In February 2013, the American Congress of Obstetricians and Gynecologists released a list of five things physicians and patients should question, as part of their “Choosing Wisely” campaign.
In March of 2016, they added five more evidence-based recommendations to encourage physicians and patients to make wise decisions for their healthcare. Four out of the ten procedures addressed directly impact the care being offered to pregnant women.
Here they are:
1. ACOG does not recommend elective, non-medically indicated induction of labor before 39 weeks.
Research is convincing more care providers that waiting for labor to start naturally is important. Dr. Mendelson at UT Southwestern Medical Center in Dallas says, “We found that a protein within lung surfactant serves as a hormone of labor that signals to the mother’s uterus when the fetal lungs are sufficiently mature to withstand the critical transition to air breathing.” Some insurance companies are changing their coverage of early elective inductions, as well, as they become aware of risks to mothers and babies. ACOG itself sites “increased risk of learning disabilities and a potential increase in morbidity and mortality” for delivery prior to 39 weeks
2. ACOG does not recommend elective, non-medically indicated inductions of labor between 39 weeks and 41 weeks unless the cervix is deemed favorable.

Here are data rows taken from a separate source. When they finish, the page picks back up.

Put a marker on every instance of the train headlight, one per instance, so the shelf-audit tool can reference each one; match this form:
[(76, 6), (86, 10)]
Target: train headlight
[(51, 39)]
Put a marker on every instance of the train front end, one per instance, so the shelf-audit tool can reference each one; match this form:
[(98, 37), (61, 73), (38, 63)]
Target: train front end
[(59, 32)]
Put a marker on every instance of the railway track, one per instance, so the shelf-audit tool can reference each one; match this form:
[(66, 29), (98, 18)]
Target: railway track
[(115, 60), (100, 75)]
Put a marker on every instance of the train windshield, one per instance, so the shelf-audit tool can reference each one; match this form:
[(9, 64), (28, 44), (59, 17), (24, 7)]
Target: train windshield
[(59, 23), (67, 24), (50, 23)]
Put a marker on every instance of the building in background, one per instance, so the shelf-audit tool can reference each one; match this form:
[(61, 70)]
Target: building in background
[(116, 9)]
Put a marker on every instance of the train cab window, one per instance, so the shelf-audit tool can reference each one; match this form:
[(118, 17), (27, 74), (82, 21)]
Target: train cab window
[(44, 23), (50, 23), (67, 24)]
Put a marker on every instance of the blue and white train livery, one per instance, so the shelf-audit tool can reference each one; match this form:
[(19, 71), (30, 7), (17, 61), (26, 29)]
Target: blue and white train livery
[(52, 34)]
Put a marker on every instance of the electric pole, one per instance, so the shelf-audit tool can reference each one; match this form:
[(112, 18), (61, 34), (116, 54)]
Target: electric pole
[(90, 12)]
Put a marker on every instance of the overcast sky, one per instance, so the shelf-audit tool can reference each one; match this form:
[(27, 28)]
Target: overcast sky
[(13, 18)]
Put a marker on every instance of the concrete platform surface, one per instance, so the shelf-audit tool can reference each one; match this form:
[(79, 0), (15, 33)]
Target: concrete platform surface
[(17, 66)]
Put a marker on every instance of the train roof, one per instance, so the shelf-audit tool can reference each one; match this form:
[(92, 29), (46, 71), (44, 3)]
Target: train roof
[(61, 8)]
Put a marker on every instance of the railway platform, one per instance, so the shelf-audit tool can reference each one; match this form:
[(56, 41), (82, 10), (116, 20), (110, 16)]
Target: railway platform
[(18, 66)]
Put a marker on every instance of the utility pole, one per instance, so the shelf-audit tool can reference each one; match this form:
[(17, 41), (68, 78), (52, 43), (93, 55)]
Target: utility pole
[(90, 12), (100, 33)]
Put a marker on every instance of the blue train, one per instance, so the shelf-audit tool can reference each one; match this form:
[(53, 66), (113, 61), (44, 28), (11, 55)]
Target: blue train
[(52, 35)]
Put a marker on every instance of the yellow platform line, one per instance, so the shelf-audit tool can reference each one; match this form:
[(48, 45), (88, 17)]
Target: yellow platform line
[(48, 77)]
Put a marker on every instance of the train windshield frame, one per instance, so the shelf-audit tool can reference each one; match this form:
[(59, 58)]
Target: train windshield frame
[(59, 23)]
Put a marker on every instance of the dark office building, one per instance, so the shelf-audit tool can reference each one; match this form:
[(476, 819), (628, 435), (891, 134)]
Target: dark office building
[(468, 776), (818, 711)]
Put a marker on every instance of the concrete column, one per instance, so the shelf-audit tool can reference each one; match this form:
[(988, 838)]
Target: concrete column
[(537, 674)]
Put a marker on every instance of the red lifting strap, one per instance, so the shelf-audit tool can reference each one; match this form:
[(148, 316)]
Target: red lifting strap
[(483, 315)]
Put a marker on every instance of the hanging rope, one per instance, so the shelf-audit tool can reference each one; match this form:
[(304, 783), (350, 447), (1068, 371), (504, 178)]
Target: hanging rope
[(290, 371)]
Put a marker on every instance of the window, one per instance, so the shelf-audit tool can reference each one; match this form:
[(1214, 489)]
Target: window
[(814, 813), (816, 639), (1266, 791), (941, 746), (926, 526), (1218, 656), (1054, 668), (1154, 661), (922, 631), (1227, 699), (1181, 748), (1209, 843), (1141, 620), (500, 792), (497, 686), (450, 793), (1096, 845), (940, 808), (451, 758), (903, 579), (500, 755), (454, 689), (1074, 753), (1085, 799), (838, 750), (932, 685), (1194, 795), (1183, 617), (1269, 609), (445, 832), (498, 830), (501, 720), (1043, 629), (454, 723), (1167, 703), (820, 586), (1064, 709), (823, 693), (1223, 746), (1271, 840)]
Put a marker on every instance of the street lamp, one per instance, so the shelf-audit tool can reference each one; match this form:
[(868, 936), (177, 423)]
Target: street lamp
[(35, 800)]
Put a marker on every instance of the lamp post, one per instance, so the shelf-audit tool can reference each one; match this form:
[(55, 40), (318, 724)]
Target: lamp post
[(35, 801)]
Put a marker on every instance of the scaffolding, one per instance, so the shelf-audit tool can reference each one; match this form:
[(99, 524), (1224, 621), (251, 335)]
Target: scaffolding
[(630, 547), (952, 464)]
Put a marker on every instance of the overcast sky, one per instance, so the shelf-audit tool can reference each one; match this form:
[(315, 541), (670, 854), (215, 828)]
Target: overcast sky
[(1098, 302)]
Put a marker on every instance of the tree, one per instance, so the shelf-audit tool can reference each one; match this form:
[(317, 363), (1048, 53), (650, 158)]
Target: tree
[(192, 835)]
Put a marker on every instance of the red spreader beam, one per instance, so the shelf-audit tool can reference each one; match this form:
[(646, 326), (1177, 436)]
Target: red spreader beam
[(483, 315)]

According to this study, a woman is more likely to have a cesarean when induced if she has a low Bishop Score. This test checks five factors: cervical dilation, cervical effacement, cervical consistency, cervical position and fetal station. If a woman is given a score of less than 8, she is not likely to achieve a vaginal birth.
3. ACOG doesn’t recommend performing prenatal ultrasounds for non-medical purposes.
ACOG suggests that while ultrasounds for medical tests are deemed safe, they do not suggest them solely for keepsake photos or videos. This article suggests more testing is needed to ensure the safety of prenatal ultrasounds.
4. ACOG does not routinely recommend activity restriction or bed rest during pregnancy for any indication.
This research shows many side-effects of bed rest during pregnancy including: “muscle atrophy, bone loss, maternal weight loss and decreased infant birthweight in singleton gestations, and psychosocial problems including depression, anxiety, stress, family disruption and financial burden.” ACOG states plainly that “information to date does not show an improvement in birth outcome with the use of bed rest or activity restriction.”